# Wine Kit to make Pyment



## mors (May 10, 2012)

Anyone have any tips or advise for taking a wine kit to make a pyment out of? Split the wine kit in half and add honey and water to bring up to the OG I want? Not sure about the best way to go about this... Thanks.


----------



## Arne (May 11, 2012)

I am not quite sure what you are asking. Split the wine kit in half, then add enough honey and water to make it a full kit? Or are you trying to make a half batch? If you try to make a full kit out of half the ingredients, it will be a weak flavored mead. If you make a half batch out of it, I would think it will turn out fine. Arne


----------



## mors (May 12, 2012)

Well my thought was if I made a full batch out of the kit the OG of the kit is already pretty high... Not much room to add honey. If I split the kit up I can supplement the grape base with honey to get to an OG that would be desirable. 

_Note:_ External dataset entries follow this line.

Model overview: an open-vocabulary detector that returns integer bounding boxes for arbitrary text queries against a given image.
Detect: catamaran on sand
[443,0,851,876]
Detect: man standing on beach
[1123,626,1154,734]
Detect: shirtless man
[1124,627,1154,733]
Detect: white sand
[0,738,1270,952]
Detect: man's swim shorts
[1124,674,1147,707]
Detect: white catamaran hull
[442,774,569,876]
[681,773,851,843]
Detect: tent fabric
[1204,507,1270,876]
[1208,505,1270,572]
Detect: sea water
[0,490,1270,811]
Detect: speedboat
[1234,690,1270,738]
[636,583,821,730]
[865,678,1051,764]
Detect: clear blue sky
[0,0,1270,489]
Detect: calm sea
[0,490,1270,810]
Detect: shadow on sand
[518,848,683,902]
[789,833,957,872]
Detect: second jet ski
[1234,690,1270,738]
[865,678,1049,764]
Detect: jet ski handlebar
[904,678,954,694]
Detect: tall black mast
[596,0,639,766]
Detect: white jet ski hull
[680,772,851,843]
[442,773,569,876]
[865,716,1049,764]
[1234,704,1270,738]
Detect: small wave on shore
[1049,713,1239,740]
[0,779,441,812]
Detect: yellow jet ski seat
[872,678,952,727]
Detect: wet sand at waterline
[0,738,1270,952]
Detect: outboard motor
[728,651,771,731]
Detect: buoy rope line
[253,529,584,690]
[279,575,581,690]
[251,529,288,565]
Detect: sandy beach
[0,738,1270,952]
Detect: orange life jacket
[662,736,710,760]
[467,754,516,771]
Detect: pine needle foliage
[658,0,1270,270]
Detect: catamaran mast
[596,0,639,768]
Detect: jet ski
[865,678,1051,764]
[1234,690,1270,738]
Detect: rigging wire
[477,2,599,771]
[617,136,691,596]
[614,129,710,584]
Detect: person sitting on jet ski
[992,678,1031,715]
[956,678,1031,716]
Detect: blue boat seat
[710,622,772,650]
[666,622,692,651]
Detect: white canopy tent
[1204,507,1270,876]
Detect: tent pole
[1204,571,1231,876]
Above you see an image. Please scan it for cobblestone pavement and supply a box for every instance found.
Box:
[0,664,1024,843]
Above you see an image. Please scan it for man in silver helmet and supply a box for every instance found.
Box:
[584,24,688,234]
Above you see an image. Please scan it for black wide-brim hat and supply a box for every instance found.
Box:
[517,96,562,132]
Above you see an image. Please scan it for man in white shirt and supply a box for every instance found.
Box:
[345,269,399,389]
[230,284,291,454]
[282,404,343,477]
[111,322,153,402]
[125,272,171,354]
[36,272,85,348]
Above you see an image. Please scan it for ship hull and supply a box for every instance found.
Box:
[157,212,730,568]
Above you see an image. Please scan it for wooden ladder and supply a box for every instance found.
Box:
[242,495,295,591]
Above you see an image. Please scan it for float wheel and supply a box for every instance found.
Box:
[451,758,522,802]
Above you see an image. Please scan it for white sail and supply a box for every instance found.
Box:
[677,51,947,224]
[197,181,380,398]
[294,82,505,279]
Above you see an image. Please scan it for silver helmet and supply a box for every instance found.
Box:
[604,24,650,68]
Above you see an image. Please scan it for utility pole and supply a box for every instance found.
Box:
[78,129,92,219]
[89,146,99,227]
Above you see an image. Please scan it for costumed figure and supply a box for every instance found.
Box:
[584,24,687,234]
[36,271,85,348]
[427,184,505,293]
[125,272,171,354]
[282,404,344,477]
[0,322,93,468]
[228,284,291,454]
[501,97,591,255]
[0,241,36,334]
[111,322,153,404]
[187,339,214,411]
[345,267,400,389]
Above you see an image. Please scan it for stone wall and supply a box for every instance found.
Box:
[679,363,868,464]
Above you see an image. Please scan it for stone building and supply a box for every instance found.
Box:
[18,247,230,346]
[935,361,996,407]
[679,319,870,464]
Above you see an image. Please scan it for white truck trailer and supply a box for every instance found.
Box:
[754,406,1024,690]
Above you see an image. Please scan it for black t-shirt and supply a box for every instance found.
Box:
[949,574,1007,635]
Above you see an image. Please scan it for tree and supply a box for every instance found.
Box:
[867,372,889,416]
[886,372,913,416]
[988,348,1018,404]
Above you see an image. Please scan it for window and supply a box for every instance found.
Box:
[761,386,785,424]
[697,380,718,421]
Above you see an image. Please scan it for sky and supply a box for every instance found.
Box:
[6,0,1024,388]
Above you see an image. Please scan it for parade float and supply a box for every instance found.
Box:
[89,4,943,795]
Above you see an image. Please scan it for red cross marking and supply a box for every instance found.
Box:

It seems to me that if I used the kit at it's full volume and just added honey the OG would either be way too high leaving a cloyingly sweet mead or if I managed the OG and only added a small amount of honey the honey character would be lost.


----------



## fatbloke (May 13, 2012)

mors said:


> Well my thought was if I made a full batch out of the kit the OG of the kit is already pretty high... Not much room to add honey. If I split the kit up I can supplement the grape base with honey to get to an OG that would be desirable.
> 
> It seems to me that if I used the kit at it's full volume and just added honey the OG would either be way too high leaving a cloyingly sweet mead or if I managed the OG and only added a small amount of honey the honey character would be lost.


Well I suggest that you just reserve some of the kit juice/concentrate, then mix up the rest with water (presuming it's a mix it up type kit and not a 100% pure juice kit) to the ratio suggested, then top it up with honey to the required SG. The point being that you can then manage the ferment correctly according to the strength you're looking for, and the reserved juice/concentrate can be used to back sweeten or mixed with a little honey to give the taste profile you're aiming for without losing either the grape flavour or the honey element too much.


----------



## mors (May 14, 2012)

hmm thanks for the suggestion I think I might give that a go.


----------



## VineSwinger (May 14, 2012)

In the book "The Complete Meadmaker" by Ken Schramm, there are a couple of recipes for pyment, in them he uses Alexander's Riesling concentrate. It may be a much cheaper way to go as each can is only $15.99 at Midwest.


----------



## mors (May 15, 2012)

VineSwinger said:


> In the book "The Complete Meadmaker" by Ken Schramm, there are a couple of recipes for pyment, in them he uses Alexander's Riesling concentrate. It may be a much cheaper way to go as each can is only $15.99 at Midwest.



heh I have a kit and a can... So I'll be doing that as well for a separate mead


----------